Representatives of BT’s EE, CK Hutchison’s Three UK and Vodafone carried on a brief, though distorted, video conversation with Ryan Ding, president of the Chinese vendor’s carrier business group.
Ding and colleagues from Huawei were previewing some of the announcements the company expects to make in Barcelona next week at Mobile World Congress (MWC).
Huawei has commercial contracts for 5G network equipment with 18 European operators, nine in the Middle East and three in Asia-Pacific, said Ding, who is also executive director of Huawei’s board.
His list did not include anywhere in the Americas, north, central or south. Canada will not have 5G spectrum until the first quarter of 2020, he said after his main presentation. “We have a number of partnerships with major operators in Canada regarding 5G. We are busy preparing for 5G delivery once 5G licences are released.”
But, he warned: “The world is a dynamic world and I cannot predict.”
That might be wise. The government of Canada has expressed security worries about using Chinese equipment in the country’s telecoms networks – though executives from at least two of them, Bell Canada and Telus, have voiced their support of Huawei.
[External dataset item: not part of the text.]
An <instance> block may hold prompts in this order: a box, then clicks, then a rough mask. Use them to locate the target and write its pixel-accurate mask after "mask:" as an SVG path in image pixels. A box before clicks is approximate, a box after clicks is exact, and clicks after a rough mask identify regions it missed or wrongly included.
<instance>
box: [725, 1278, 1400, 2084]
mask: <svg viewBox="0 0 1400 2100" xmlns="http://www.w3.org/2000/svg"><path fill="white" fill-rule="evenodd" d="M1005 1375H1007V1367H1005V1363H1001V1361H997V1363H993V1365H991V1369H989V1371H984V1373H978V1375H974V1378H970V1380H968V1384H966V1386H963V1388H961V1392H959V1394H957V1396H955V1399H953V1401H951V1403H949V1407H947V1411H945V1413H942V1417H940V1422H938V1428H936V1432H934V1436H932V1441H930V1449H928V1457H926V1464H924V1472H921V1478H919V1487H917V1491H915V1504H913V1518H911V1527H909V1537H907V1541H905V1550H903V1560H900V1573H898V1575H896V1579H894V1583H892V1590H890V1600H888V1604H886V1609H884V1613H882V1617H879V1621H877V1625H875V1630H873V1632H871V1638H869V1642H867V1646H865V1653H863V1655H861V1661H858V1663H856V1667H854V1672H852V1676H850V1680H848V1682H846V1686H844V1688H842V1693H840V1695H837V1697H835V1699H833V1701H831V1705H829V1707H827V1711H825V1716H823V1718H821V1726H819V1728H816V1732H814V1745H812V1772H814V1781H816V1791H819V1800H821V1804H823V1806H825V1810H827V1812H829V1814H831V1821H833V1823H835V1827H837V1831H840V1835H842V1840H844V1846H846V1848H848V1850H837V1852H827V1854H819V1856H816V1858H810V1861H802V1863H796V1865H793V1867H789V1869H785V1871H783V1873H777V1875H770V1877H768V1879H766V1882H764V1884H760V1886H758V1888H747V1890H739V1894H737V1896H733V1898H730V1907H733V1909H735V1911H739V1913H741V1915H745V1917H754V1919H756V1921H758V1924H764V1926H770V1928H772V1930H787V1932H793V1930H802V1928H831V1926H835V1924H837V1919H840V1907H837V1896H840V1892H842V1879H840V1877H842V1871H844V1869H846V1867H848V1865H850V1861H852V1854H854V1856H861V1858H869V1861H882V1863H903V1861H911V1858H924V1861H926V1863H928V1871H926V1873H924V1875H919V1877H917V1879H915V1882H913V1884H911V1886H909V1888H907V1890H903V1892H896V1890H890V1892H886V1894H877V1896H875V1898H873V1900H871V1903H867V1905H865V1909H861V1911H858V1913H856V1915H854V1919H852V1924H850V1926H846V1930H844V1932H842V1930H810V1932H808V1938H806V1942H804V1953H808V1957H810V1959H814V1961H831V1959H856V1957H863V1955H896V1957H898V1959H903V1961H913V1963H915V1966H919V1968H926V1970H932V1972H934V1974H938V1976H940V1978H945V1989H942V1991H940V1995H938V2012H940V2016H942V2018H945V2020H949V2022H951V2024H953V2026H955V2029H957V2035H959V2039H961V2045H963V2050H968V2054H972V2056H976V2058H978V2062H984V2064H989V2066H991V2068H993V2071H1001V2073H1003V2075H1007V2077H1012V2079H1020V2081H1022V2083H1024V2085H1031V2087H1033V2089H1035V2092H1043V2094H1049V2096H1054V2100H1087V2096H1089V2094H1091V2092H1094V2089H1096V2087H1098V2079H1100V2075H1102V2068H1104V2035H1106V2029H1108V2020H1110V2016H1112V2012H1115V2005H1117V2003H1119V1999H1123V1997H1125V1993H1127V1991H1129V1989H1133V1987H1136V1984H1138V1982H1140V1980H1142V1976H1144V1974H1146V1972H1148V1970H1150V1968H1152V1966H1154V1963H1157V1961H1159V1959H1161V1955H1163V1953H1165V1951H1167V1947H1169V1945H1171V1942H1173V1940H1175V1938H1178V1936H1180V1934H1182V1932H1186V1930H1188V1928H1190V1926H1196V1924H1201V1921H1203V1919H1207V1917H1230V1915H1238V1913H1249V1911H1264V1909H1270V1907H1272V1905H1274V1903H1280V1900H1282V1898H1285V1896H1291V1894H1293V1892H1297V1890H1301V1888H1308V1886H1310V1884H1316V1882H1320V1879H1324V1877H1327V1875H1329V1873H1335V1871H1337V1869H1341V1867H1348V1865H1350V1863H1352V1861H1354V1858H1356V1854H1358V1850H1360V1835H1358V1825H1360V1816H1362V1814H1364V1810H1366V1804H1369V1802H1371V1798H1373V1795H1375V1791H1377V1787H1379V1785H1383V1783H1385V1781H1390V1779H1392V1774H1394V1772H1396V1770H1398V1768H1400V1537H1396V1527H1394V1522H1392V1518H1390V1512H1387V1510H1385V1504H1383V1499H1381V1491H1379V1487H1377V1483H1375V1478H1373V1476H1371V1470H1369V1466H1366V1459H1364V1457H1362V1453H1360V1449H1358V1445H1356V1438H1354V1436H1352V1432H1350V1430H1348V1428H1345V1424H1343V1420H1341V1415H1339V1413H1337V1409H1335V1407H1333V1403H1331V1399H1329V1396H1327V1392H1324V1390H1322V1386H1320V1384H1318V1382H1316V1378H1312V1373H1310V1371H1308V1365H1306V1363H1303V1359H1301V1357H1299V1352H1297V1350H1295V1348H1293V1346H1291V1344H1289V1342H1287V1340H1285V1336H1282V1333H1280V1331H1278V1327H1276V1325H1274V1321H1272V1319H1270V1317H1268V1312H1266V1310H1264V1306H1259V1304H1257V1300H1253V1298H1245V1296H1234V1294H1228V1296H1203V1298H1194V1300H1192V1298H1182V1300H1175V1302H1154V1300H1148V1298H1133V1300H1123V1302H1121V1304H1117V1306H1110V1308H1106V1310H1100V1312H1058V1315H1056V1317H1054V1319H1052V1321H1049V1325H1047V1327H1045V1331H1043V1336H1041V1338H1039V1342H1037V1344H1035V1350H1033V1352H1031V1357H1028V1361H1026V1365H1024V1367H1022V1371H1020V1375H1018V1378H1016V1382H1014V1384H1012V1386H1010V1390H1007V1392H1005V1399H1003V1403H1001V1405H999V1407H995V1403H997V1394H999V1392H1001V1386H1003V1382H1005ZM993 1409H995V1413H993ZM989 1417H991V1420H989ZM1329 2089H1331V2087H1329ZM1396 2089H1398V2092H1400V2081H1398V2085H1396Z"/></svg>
Capacity asked why Telefónica’s O2 UK network was not included in the 5G video call along with EE, Three UK and Vodafone? “The demonstration was based on the live networks we have deployed in the UK and these are the three live networks,” said Ding.
Meanwhile Ding suggested that adverse publicity about Huawei over the past few months might be working to its advantage. He accepted that “there is some impact in some countries, but not in 95% of markets. On the contrary in other markets Huawei is known by more companies and more customers.”
In other words, there is no such thing as bad publicity.
“Because of the security pressure, Huawei is ever more motivated to make improvements in its products,” he said. This year we will make even bigger R&D investments to make our products better.”
Ding used to be head of R&D in the company, taking spending from 11-12% of revenue to 15%. “I believe the R&D investment rate will continue to increase.
Peng Song, who works in marketing for the same group in Huawei, said the company spent €11.3 billion in R&D in 2018. “This ranks us number five in the world [across all sectors] and we spend more than all the other telecoms providers combined.”
Ding said that the technology used for 5G will reduce the cost per bit “by 80-90%” compared with 4G.